The results of this exploration will be used to underpin a feasibility study on the economic potential of the project, it said.
“The company is actively pursuing existing infrastructure solutions that could provide the potential to fast track Wotonga into production,” the company said.
The company is planning to restart mining at Isaac Plains – which lies east of Moranbah – in the first half of 2016 at initial production rate of 1.1 million tonnes per annum.
The Isaac Plains project has open cut JORC resources of 5 million tonnes and a total resource of 30Mt.
Stanmore bought MDL 135 and the rights to a portion of the Wotonga MDL 137 project from Peabody Energy subsidiary Millennium Coal.
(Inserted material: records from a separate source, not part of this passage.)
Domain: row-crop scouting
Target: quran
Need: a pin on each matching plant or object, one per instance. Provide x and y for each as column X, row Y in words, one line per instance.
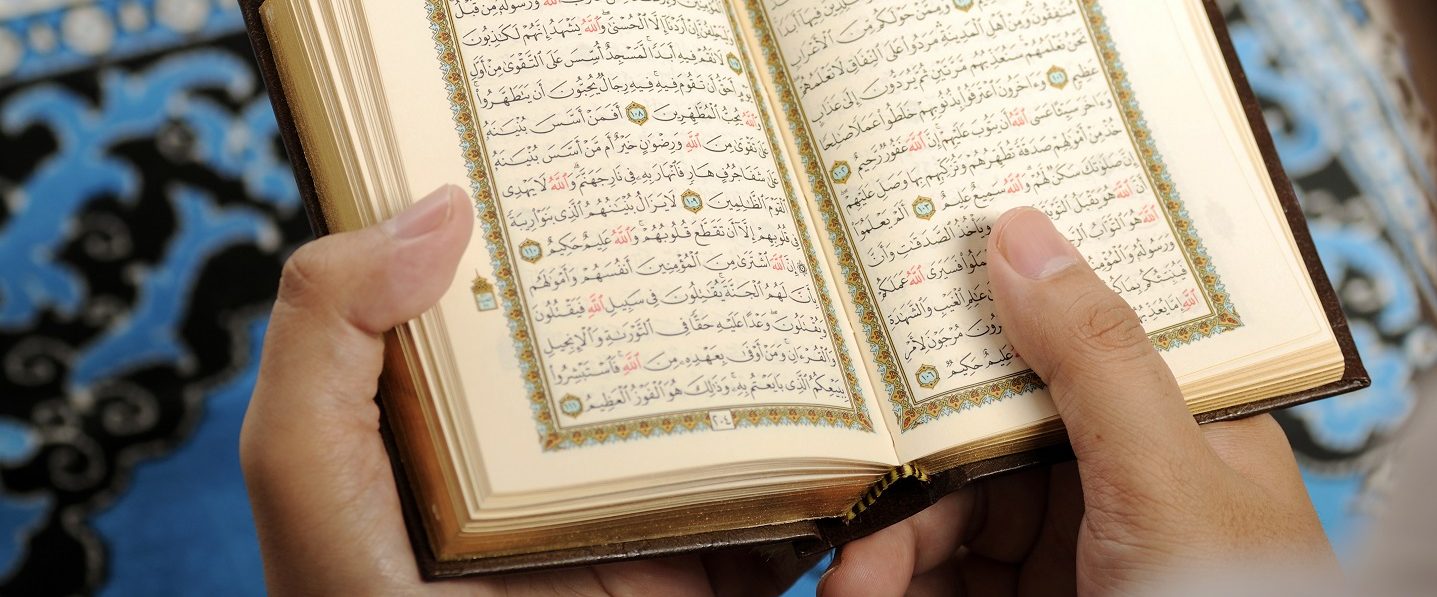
column 727, row 285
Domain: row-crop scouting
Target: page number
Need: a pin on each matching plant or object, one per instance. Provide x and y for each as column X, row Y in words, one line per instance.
column 720, row 420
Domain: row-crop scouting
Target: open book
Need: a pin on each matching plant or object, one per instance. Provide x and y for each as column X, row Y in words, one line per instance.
column 729, row 279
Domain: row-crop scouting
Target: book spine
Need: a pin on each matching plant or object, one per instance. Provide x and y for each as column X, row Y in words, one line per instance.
column 881, row 485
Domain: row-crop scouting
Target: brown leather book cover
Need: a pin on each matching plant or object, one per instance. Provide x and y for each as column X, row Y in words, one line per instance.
column 900, row 499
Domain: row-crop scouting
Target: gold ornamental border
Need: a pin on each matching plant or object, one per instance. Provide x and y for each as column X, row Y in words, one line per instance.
column 1222, row 314
column 551, row 435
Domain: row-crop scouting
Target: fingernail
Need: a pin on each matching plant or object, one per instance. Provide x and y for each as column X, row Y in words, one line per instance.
column 1032, row 245
column 421, row 217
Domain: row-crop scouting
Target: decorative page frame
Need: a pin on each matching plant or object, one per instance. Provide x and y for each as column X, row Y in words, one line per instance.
column 543, row 406
column 897, row 381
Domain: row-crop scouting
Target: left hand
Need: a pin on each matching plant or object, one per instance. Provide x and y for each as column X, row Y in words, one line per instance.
column 319, row 479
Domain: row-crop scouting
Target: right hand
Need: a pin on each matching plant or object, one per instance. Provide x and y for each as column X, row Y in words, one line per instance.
column 1151, row 495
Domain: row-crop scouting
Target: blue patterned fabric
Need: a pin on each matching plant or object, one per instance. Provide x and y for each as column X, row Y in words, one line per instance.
column 145, row 207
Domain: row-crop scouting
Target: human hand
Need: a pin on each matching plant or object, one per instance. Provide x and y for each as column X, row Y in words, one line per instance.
column 319, row 479
column 1158, row 497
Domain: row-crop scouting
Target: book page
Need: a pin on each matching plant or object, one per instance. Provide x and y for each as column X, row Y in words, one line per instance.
column 644, row 291
column 923, row 121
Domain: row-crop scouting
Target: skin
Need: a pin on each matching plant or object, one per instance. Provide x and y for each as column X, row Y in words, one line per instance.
column 1156, row 491
column 1150, row 497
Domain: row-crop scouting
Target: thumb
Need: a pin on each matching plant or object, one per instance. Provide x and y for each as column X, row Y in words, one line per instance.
column 309, row 448
column 1121, row 404
column 341, row 292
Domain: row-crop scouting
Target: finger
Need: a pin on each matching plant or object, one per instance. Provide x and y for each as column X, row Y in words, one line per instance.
column 884, row 563
column 1259, row 450
column 1124, row 413
column 755, row 571
column 1008, row 518
column 1051, row 563
column 316, row 471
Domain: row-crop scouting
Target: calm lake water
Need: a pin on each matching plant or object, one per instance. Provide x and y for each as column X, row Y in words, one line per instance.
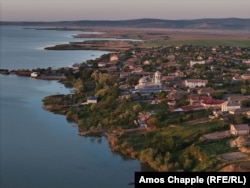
column 40, row 149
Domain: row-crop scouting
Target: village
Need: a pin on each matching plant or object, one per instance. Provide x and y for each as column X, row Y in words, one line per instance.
column 167, row 87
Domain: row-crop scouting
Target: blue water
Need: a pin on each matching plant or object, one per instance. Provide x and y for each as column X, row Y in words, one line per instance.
column 24, row 49
column 40, row 149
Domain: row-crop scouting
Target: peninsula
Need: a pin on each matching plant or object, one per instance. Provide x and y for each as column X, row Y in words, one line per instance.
column 177, row 100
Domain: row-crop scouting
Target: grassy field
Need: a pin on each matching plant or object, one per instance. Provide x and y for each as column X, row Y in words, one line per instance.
column 201, row 42
column 154, row 37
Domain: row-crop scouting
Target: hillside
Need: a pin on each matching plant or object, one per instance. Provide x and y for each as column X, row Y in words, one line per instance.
column 225, row 23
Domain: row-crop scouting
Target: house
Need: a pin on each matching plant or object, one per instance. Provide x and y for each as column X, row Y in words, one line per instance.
column 230, row 105
column 199, row 62
column 212, row 103
column 192, row 83
column 239, row 129
column 113, row 57
column 34, row 74
column 91, row 100
column 189, row 108
column 246, row 76
column 102, row 64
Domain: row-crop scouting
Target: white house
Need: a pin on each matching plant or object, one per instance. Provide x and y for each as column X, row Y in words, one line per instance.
column 192, row 83
column 91, row 99
column 34, row 74
column 240, row 129
column 192, row 63
column 230, row 105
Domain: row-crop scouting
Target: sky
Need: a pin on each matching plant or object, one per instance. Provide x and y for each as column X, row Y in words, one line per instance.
column 66, row 10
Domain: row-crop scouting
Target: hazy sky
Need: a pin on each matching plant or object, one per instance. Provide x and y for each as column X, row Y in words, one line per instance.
column 58, row 10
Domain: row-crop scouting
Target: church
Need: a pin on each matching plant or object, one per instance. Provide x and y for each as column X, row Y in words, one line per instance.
column 150, row 85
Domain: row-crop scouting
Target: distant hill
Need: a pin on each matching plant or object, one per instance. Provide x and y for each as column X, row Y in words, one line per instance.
column 224, row 23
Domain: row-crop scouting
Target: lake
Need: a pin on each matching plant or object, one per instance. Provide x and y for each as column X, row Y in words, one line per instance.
column 38, row 148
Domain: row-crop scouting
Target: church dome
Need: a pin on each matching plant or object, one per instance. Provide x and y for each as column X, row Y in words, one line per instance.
column 142, row 80
column 157, row 73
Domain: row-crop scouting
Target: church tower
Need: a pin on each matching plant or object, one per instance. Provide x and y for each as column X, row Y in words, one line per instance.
column 157, row 78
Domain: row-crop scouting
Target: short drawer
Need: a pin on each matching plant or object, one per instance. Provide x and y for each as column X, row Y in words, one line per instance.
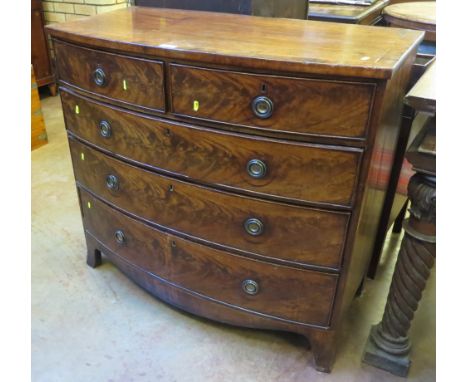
column 282, row 292
column 290, row 105
column 302, row 172
column 265, row 229
column 132, row 81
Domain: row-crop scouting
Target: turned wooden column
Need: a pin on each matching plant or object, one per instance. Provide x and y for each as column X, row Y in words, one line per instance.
column 388, row 346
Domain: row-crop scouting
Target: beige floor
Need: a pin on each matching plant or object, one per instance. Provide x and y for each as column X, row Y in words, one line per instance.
column 95, row 325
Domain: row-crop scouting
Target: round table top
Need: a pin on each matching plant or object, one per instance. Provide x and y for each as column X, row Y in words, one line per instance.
column 422, row 12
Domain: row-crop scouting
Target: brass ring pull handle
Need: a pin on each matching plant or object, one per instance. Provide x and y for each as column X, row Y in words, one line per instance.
column 105, row 129
column 119, row 237
column 262, row 107
column 112, row 182
column 253, row 226
column 99, row 77
column 256, row 168
column 250, row 287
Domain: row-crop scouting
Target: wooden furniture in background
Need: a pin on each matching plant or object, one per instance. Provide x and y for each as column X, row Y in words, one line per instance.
column 414, row 15
column 388, row 345
column 349, row 14
column 230, row 165
column 39, row 50
column 295, row 9
column 38, row 131
column 396, row 200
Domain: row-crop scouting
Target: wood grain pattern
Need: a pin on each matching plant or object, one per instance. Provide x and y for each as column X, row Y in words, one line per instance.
column 217, row 158
column 213, row 273
column 144, row 82
column 250, row 42
column 207, row 220
column 301, row 106
column 293, row 234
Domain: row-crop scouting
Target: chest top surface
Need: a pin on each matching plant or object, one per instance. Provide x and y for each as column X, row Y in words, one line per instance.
column 259, row 43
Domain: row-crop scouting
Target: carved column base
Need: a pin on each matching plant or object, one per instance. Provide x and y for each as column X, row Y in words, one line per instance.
column 396, row 362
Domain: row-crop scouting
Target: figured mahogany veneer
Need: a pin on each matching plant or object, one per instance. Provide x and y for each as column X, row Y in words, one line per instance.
column 291, row 233
column 300, row 106
column 234, row 166
column 212, row 272
column 214, row 157
column 134, row 81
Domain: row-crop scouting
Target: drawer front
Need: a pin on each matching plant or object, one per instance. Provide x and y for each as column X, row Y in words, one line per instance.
column 299, row 106
column 134, row 81
column 267, row 229
column 283, row 292
column 303, row 172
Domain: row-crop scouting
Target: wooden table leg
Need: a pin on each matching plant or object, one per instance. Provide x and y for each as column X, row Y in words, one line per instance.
column 388, row 345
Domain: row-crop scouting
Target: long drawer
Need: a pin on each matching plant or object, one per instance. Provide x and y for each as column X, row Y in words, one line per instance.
column 291, row 105
column 260, row 166
column 132, row 81
column 270, row 230
column 290, row 294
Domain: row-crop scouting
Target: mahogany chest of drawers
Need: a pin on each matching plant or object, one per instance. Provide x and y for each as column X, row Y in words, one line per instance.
column 233, row 166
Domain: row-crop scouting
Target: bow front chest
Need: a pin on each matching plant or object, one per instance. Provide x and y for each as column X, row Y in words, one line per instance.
column 234, row 166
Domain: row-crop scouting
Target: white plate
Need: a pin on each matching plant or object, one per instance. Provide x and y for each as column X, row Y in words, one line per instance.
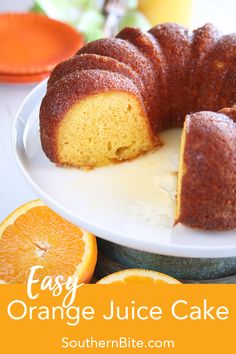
column 120, row 203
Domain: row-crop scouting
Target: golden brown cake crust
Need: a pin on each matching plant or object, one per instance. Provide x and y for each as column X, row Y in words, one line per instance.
column 216, row 89
column 175, row 43
column 203, row 41
column 208, row 195
column 93, row 62
column 70, row 90
column 172, row 72
column 146, row 44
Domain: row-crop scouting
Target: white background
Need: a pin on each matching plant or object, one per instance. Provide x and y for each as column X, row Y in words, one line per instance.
column 13, row 189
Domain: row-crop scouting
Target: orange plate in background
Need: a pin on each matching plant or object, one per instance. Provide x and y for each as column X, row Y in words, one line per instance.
column 32, row 43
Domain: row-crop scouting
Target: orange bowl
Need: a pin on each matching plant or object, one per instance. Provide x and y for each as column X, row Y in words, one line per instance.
column 21, row 79
column 32, row 43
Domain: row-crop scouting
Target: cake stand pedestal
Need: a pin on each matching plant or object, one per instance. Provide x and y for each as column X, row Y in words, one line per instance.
column 113, row 258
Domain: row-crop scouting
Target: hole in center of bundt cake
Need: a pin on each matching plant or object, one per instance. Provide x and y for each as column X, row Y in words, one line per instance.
column 101, row 128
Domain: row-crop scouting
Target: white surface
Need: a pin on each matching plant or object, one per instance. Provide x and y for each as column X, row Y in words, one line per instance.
column 124, row 203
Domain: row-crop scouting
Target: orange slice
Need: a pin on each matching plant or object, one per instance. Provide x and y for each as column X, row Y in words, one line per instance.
column 35, row 235
column 33, row 43
column 138, row 276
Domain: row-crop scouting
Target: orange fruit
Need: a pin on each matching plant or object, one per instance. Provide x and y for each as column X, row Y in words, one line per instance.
column 138, row 276
column 35, row 235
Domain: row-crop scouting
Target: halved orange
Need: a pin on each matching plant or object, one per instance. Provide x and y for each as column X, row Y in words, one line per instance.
column 138, row 276
column 35, row 235
column 32, row 43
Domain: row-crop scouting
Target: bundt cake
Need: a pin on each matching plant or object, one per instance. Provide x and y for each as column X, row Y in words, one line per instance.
column 109, row 102
column 207, row 173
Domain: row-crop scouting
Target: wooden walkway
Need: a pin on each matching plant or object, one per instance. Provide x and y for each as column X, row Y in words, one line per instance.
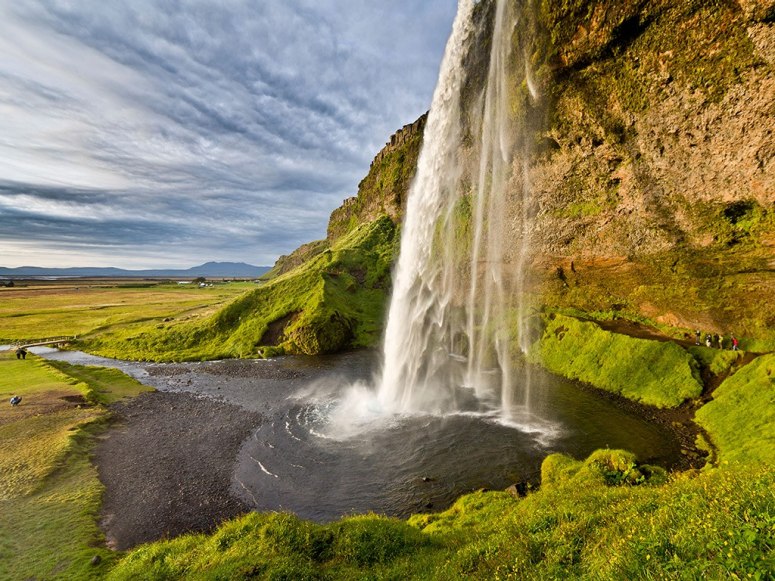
column 26, row 343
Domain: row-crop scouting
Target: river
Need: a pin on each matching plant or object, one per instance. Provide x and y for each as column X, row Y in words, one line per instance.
column 323, row 449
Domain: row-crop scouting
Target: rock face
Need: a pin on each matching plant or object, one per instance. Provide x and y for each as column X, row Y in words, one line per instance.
column 657, row 195
column 651, row 165
column 383, row 191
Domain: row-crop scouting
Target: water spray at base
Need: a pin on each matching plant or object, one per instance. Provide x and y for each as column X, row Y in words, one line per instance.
column 448, row 343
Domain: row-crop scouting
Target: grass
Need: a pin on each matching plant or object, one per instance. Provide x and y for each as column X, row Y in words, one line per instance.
column 603, row 518
column 651, row 372
column 49, row 490
column 79, row 307
column 334, row 301
column 743, row 404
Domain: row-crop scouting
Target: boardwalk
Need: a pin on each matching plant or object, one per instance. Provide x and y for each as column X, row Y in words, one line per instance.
column 26, row 343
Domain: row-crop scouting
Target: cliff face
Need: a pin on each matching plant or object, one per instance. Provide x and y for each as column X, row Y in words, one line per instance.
column 654, row 193
column 383, row 190
column 651, row 149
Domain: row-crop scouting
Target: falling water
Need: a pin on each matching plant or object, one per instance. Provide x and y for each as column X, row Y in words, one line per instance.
column 448, row 347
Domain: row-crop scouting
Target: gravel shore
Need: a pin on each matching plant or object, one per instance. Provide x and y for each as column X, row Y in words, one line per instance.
column 167, row 463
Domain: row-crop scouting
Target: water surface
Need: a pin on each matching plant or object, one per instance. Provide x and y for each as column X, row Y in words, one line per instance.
column 324, row 449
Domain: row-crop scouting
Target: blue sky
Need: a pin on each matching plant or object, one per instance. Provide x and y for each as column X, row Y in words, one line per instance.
column 167, row 133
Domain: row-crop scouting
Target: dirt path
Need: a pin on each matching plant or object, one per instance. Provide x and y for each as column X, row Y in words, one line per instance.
column 167, row 464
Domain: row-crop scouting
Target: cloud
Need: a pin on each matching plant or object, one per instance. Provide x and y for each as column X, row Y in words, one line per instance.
column 192, row 130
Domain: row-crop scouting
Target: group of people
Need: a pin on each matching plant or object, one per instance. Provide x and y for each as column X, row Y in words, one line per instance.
column 711, row 340
column 21, row 353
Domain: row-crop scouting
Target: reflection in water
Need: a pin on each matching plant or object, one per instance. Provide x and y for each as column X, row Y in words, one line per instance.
column 311, row 456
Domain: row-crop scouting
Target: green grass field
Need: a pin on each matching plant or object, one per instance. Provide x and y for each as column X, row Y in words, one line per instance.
column 49, row 490
column 78, row 307
column 605, row 517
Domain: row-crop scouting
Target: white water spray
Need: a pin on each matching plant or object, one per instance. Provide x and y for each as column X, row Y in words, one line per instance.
column 448, row 347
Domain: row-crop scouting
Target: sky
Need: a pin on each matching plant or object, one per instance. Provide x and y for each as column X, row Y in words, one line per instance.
column 168, row 133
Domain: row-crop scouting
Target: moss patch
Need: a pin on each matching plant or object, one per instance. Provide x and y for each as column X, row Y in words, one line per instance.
column 741, row 417
column 651, row 372
column 333, row 301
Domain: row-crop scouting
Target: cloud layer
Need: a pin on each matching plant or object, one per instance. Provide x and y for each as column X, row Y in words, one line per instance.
column 167, row 133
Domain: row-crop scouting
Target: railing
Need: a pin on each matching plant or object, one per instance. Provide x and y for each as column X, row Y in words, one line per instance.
column 24, row 343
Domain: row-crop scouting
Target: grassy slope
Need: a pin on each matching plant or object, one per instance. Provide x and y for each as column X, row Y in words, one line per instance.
column 331, row 302
column 49, row 490
column 659, row 374
column 751, row 391
column 586, row 522
column 603, row 518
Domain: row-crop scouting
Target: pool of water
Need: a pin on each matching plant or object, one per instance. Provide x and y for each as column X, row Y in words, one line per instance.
column 323, row 448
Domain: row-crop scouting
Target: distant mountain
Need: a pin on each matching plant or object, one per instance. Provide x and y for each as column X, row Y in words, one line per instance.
column 209, row 269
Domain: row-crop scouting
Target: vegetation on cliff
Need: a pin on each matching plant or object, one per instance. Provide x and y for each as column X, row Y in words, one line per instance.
column 331, row 302
column 661, row 374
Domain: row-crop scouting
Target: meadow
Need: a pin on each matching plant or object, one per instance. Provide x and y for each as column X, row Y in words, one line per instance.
column 49, row 490
column 36, row 309
column 604, row 517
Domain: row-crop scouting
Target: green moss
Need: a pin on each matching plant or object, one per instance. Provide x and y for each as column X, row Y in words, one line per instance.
column 594, row 521
column 652, row 372
column 741, row 417
column 333, row 301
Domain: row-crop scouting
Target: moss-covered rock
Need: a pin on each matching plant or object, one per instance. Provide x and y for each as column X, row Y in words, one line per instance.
column 740, row 419
column 333, row 301
column 651, row 372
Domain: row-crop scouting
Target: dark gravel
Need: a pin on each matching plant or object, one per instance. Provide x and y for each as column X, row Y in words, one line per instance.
column 167, row 465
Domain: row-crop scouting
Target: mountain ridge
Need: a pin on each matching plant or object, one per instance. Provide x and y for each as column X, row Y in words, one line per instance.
column 211, row 269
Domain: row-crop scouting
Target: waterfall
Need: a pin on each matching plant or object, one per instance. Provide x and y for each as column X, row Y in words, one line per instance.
column 448, row 340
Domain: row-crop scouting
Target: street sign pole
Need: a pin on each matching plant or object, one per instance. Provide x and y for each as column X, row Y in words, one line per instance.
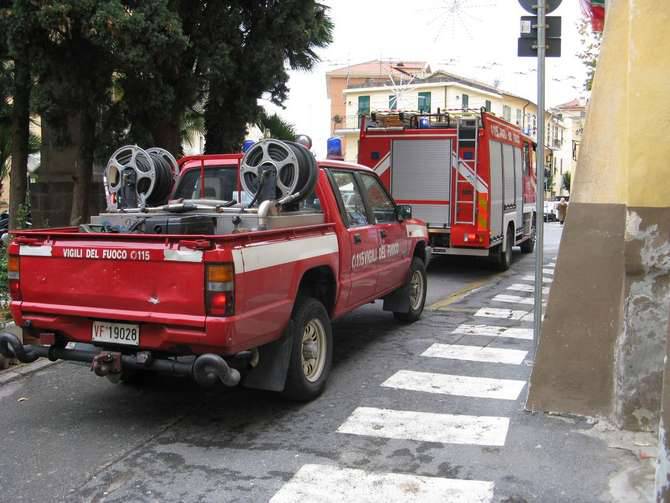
column 539, row 193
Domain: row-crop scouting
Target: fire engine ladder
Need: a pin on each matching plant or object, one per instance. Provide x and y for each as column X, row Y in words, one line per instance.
column 467, row 134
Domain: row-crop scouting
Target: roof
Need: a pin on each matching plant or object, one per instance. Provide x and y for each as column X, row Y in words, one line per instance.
column 379, row 68
column 570, row 105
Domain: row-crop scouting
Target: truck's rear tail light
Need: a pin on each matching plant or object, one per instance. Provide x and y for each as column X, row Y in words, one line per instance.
column 13, row 277
column 220, row 289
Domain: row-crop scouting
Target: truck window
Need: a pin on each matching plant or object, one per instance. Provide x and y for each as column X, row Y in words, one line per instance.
column 354, row 207
column 220, row 183
column 381, row 204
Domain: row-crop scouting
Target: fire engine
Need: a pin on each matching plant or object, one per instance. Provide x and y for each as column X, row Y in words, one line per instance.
column 469, row 175
column 226, row 268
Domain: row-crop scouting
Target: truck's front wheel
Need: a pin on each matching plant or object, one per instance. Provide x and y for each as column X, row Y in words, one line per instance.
column 312, row 350
column 417, row 292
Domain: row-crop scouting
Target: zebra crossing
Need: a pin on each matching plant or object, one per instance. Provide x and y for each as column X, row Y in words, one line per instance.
column 328, row 483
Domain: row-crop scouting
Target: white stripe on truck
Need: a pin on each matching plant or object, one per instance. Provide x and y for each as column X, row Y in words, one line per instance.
column 182, row 255
column 262, row 255
column 36, row 251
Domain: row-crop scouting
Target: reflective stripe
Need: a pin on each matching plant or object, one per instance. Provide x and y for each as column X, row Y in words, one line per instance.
column 416, row 231
column 182, row 255
column 263, row 255
column 36, row 251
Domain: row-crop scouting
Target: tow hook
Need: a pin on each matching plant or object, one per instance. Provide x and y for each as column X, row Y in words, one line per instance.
column 106, row 363
column 210, row 368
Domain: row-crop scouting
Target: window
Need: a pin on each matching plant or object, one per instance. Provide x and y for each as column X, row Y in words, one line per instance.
column 379, row 201
column 354, row 208
column 527, row 159
column 220, row 184
column 393, row 102
column 507, row 113
column 424, row 103
column 363, row 105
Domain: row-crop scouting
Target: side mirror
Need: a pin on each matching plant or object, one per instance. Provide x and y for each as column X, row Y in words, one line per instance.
column 403, row 212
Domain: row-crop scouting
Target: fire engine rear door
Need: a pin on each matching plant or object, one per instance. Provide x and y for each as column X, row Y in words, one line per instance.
column 421, row 176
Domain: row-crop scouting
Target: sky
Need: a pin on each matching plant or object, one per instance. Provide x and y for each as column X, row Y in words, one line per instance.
column 472, row 38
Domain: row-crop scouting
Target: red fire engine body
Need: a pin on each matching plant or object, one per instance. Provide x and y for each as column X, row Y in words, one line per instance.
column 261, row 297
column 470, row 177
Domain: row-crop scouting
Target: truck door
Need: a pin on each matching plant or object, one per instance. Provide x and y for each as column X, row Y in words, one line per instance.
column 359, row 256
column 394, row 243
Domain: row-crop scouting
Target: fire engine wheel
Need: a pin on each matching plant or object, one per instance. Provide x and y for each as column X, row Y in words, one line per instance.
column 417, row 292
column 529, row 244
column 503, row 259
column 312, row 350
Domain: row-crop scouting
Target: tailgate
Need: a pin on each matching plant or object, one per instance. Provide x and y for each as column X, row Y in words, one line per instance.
column 93, row 276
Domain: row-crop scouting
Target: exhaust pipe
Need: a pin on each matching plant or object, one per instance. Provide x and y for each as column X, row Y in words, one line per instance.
column 206, row 370
column 209, row 368
column 11, row 347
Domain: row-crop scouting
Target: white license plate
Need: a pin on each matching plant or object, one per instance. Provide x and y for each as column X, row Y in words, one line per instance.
column 116, row 333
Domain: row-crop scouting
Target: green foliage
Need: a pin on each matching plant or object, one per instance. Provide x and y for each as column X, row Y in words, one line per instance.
column 566, row 182
column 4, row 284
column 278, row 127
column 101, row 73
column 590, row 49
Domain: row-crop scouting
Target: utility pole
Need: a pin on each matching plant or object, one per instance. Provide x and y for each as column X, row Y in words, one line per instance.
column 539, row 162
column 534, row 42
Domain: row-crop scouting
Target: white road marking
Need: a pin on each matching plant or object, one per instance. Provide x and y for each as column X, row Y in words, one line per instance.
column 494, row 331
column 426, row 426
column 531, row 277
column 518, row 287
column 514, row 299
column 445, row 384
column 476, row 353
column 506, row 314
column 331, row 484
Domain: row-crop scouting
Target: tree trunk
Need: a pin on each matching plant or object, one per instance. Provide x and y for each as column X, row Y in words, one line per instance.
column 18, row 181
column 167, row 135
column 83, row 172
column 225, row 124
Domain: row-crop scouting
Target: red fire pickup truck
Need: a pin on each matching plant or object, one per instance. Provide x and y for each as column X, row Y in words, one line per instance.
column 215, row 288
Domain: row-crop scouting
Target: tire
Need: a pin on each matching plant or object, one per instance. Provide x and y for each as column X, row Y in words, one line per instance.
column 312, row 338
column 529, row 244
column 418, row 285
column 503, row 259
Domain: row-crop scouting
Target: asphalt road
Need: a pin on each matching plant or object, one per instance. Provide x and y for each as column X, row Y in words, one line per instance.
column 69, row 436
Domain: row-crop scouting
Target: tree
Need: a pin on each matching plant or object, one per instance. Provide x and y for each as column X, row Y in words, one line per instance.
column 246, row 57
column 17, row 25
column 278, row 127
column 590, row 49
column 84, row 43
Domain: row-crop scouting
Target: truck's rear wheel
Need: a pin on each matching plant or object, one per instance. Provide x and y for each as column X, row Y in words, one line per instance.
column 312, row 350
column 417, row 292
column 503, row 259
column 529, row 244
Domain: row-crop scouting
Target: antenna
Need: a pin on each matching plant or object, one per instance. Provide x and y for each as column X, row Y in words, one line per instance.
column 457, row 16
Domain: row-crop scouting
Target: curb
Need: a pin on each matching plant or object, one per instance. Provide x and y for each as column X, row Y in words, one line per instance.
column 12, row 374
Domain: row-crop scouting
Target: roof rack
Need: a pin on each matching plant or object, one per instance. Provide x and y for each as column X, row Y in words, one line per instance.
column 412, row 119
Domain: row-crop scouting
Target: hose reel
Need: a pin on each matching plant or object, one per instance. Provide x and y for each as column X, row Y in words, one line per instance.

The total consideration of $7 million is comprised of an upfront cash payment of $2 million and two additional deferred payment mechanisms – $2 million upon grant of a mining lease and $3 million payable as a $1 royalty per tonne sold.
Wotonga was extensively explored by previous owners in the 1980s, with over 200 exploration holes drilled within the lease boundary.
The Leichhardt seam subcrops in the west with the seam dipping gently to the east. Importantly the shallow depth to coal results in attractive in-situ strip ratios starting at below 5:1.
Historical coal quality and knowledge of coal products from nearby operating mines indicate that Wotonga is likely to produce a medium volatile coking coal product with secondary coking or thermal products, resulting in a high total product value.